The proof is complete. \(\square \)

Remark 3.19

If we put \(\lambda (t)=1\) in Theorem 3.18, then we recapture [30, Theorem 4.1].

Corollary 3.20

If \({\mathbb {T}}={\mathbb {R}}\) in Theorem 3.18, then, using relation (2.3), inequality (3.6) reduces to

$$\begin{aligned}{} & {} \int \limits _{a}^{\infty }\lambda (t)\frac{\big (F_1(t)F_2(t)\dots F_n(t)\big )^{p/n}}{\Lambda ^q(t)}dt\\{} & {} \quad \le \Big (\frac{p}{nq-n}\Big )^p\int \limits _{a}^{\infty }\lambda (t)\Lambda ^{p-q}(t)\big (f_1(t)+f_2(t)+\dots +f_n(t)\big )^p dt, \end{aligned}$$

where \(\Lambda (t):=\int \limits _{a}^{t}\lambda (s)ds\) and \(F_k(t)=\int \limits _{a}^{t}\lambda (s)f_k(s)ds\) for \(k=1,2,\dots ,n\).

Corollary 3.21

If \({\mathbb {T}}={\mathbb {Z}}\) in Theorem 3.18, then, using relation (2.4), inequality (3.6) reduces to

$$\begin{aligned}{} & {} \sum \limits _{t=a}^{\infty }\lambda (t)\frac{\big (F_1(t+1)F_2(t+1)\dots F_n(t+1)\big )^{p/n}}{\Lambda ^q(t+1)}\\{} & {} \quad \le \Big (\frac{p}{nq-n}\Big )^p\sum \limits _{t=a}^{\infty }\frac{\lambda (t)\big (\Lambda (t+1)\big )^{q(p-1)}}{\Lambda ^{p(q-1)}(t)} \big (f_1(t)+f_2(t)+\dots +f_n(t)\big )^p, \end{aligned}$$

where \(\Lambda (t):=\sum \nolimits _{s=a}^{t-1}\lambda (s)\) and \(F_k(t)=\sum \nolimits _{s=a}^{t-1}\lambda (s)f_k(s)\) for \(k=1,2,\dots ,n\).

4 Conclusion

Hardy-type inequalities have many applications and are subject to strong research: see the books [4, 16, 42] and the recent publications [29, 35, 36, 38, 43]. In this manuscript, by employing the Fubini’s theorem and Jensen inequality on time scales,, several new Hardy-type inequalities are proved.
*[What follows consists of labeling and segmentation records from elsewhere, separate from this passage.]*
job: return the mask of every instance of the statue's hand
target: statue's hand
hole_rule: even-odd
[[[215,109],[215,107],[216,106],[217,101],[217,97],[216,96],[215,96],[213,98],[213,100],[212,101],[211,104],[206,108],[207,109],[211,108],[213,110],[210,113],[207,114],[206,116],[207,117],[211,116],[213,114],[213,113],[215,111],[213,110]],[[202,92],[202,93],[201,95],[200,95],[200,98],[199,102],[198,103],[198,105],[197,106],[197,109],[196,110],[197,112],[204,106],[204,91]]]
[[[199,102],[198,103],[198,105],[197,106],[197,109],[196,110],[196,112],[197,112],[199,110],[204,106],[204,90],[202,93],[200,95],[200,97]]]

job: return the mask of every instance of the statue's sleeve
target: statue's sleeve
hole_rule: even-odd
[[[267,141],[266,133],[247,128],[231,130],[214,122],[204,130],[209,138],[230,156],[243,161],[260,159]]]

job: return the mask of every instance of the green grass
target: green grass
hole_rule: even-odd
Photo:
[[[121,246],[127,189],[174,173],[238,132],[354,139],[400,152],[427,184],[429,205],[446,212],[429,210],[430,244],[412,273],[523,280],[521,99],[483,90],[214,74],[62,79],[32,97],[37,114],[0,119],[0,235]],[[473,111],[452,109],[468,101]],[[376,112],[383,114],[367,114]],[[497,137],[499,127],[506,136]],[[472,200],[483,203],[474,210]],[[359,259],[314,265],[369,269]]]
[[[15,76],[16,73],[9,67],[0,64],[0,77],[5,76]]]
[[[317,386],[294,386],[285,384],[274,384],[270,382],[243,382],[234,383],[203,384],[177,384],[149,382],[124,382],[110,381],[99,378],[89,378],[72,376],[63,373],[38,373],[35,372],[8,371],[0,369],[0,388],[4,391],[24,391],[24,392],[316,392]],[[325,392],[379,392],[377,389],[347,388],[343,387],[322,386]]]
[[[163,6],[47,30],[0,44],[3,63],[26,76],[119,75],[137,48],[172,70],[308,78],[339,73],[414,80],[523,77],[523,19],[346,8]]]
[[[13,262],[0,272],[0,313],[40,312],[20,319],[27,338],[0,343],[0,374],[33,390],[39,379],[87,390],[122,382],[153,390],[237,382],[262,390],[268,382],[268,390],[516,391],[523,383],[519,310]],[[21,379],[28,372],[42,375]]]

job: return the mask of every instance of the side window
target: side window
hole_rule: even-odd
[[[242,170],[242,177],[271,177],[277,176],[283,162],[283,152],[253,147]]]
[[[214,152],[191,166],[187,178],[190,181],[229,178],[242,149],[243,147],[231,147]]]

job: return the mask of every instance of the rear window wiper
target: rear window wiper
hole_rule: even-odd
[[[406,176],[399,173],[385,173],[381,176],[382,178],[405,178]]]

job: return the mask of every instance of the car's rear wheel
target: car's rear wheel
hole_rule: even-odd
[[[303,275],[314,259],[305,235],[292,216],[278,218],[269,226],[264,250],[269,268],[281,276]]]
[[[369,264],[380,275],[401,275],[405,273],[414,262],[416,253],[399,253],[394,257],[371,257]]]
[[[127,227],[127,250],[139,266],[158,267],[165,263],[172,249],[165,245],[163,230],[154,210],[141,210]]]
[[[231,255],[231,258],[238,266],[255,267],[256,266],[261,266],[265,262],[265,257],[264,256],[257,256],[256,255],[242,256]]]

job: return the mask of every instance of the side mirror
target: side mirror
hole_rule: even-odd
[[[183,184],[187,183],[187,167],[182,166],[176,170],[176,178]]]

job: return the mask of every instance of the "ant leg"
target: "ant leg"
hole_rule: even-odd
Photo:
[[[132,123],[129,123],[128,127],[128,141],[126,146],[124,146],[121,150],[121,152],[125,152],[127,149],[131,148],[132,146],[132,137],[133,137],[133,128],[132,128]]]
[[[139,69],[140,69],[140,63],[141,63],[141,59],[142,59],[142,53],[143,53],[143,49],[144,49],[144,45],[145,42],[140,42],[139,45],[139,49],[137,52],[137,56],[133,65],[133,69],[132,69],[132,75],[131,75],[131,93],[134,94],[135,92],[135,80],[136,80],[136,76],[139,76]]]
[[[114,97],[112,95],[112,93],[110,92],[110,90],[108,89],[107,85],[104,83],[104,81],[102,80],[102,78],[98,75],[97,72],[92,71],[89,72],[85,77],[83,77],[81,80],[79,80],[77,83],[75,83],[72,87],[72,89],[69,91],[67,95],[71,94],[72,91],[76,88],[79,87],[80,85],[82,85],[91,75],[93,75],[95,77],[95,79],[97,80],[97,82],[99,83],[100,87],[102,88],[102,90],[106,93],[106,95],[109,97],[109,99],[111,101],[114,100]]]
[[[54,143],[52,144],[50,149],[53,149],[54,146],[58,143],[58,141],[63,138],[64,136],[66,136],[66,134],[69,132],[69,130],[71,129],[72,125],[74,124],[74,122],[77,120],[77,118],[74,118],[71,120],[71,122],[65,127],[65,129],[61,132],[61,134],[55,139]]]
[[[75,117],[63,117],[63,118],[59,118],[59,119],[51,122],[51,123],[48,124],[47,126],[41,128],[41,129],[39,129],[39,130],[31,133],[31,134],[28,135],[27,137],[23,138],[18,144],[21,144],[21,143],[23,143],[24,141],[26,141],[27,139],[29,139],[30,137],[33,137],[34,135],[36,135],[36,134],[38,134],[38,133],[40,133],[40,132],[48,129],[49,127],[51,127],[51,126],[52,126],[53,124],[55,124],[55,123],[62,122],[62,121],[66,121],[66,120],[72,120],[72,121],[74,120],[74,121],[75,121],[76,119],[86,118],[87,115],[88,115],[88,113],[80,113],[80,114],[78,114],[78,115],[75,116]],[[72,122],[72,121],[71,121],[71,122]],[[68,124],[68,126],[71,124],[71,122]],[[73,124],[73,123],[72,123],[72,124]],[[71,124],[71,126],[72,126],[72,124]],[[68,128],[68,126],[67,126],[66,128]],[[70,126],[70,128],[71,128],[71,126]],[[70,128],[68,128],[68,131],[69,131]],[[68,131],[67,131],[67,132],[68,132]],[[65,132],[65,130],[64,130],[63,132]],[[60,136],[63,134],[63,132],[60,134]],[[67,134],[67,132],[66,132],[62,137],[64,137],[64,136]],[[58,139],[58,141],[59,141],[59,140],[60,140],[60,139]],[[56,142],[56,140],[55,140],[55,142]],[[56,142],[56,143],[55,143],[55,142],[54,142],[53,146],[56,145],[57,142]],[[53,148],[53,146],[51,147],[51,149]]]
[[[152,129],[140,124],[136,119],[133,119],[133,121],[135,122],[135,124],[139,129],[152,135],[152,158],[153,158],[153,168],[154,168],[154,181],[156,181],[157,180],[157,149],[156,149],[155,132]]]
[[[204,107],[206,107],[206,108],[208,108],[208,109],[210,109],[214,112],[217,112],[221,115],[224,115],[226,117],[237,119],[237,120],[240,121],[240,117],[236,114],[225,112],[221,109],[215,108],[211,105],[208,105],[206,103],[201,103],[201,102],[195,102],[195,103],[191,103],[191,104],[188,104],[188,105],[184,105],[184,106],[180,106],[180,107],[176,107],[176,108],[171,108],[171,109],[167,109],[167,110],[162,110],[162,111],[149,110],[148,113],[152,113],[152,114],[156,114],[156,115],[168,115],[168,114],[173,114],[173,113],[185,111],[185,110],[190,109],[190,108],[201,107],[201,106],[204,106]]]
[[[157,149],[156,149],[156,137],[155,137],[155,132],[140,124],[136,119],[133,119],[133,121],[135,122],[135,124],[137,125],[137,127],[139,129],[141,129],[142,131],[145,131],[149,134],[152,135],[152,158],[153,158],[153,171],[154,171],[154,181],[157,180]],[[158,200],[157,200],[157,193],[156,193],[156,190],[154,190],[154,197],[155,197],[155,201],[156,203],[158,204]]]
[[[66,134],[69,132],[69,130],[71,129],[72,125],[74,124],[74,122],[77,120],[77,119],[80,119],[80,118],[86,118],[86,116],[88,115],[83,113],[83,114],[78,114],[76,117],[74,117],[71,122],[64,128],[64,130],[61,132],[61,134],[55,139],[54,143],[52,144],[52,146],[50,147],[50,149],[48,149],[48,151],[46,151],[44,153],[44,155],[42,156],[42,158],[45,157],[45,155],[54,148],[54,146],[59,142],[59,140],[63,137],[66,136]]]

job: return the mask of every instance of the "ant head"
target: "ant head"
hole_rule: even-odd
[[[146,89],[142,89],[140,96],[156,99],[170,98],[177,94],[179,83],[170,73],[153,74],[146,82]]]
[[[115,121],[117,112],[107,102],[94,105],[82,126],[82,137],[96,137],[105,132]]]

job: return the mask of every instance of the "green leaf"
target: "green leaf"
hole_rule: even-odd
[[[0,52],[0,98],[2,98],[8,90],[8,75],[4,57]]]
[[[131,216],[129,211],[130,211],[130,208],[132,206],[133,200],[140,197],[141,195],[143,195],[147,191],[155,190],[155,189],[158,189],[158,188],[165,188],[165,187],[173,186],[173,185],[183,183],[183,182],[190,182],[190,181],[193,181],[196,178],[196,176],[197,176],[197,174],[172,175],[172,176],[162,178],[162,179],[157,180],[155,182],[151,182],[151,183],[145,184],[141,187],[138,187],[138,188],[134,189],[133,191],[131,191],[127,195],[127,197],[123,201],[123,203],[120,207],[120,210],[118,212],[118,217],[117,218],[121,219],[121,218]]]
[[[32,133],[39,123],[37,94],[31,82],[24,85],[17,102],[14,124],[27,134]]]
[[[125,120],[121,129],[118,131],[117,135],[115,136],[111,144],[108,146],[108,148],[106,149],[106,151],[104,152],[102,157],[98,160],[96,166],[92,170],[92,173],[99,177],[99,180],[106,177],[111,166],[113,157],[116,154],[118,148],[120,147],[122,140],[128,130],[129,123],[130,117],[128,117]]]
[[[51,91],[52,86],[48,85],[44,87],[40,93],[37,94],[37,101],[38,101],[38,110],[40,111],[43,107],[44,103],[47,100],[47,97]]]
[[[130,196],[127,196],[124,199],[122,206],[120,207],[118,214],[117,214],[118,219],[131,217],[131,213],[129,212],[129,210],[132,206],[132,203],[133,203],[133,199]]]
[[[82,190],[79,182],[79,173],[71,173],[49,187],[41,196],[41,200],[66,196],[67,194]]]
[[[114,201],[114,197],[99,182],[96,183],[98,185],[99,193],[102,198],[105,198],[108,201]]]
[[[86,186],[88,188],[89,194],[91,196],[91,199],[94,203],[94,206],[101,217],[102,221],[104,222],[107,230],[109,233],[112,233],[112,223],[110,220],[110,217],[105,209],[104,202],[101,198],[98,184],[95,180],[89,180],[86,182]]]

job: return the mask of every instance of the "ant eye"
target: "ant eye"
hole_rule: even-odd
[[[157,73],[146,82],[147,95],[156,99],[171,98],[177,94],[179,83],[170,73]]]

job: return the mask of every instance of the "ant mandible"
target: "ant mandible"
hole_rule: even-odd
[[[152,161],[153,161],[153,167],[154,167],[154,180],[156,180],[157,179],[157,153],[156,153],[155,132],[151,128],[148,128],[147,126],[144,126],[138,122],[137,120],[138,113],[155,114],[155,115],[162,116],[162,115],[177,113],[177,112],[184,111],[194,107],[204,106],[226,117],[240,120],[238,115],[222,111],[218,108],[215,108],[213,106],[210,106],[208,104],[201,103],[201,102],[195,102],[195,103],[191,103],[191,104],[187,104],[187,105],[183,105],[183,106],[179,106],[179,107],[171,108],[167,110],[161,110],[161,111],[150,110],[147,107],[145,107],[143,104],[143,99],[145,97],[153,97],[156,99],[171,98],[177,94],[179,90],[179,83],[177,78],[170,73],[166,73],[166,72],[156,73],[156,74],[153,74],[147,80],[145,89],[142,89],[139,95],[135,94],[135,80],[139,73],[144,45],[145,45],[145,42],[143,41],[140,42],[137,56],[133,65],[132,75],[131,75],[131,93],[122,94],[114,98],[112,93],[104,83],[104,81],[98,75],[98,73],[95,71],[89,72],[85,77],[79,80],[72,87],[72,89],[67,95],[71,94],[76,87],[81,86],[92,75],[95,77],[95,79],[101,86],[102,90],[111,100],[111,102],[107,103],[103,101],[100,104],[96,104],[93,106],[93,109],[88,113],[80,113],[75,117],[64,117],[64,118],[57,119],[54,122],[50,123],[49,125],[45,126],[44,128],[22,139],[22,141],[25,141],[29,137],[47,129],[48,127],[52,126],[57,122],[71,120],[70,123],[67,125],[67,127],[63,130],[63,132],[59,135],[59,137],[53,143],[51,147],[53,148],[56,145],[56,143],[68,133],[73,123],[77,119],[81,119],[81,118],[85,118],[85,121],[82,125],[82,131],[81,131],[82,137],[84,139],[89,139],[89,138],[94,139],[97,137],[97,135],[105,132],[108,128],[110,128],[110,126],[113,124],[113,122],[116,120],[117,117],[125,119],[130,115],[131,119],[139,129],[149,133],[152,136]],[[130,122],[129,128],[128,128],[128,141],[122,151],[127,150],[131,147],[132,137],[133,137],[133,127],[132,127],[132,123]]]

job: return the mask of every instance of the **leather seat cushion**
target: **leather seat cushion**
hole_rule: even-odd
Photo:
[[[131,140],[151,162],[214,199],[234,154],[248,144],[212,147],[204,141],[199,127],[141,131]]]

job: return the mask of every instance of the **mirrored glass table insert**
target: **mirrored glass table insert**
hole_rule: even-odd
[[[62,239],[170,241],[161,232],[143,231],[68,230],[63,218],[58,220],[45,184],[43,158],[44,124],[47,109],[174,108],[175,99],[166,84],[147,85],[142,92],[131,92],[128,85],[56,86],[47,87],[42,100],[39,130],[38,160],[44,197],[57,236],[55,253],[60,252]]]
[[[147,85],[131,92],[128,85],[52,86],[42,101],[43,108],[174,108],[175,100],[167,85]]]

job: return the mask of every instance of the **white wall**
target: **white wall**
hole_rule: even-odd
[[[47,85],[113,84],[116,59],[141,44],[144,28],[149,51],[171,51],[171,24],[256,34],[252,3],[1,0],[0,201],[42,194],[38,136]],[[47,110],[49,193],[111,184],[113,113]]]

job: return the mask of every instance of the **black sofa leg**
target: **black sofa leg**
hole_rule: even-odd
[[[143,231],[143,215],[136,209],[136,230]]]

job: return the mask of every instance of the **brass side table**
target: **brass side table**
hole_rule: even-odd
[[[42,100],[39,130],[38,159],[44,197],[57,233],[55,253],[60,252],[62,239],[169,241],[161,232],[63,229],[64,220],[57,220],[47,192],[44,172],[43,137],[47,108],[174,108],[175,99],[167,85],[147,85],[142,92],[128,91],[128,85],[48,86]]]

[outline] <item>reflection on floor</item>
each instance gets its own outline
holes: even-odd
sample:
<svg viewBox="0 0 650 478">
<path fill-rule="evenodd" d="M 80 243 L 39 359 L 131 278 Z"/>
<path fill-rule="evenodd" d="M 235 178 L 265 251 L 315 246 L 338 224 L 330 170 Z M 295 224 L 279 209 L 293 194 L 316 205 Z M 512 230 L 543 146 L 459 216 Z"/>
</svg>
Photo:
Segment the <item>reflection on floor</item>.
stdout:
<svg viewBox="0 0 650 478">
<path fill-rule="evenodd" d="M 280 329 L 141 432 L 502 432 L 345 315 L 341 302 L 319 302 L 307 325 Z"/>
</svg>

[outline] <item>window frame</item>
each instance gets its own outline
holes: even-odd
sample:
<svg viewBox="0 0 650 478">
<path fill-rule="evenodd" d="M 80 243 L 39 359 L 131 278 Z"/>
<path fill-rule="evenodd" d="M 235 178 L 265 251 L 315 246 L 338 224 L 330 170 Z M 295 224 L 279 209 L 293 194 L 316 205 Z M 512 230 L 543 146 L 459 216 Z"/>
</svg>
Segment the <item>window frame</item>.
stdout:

The results extend several dynamic inequalities known in the literature, being new even in the discrete and continuous. As a future work, will try to generalize these inequalities by using \(\alpha \)- conformable calculus.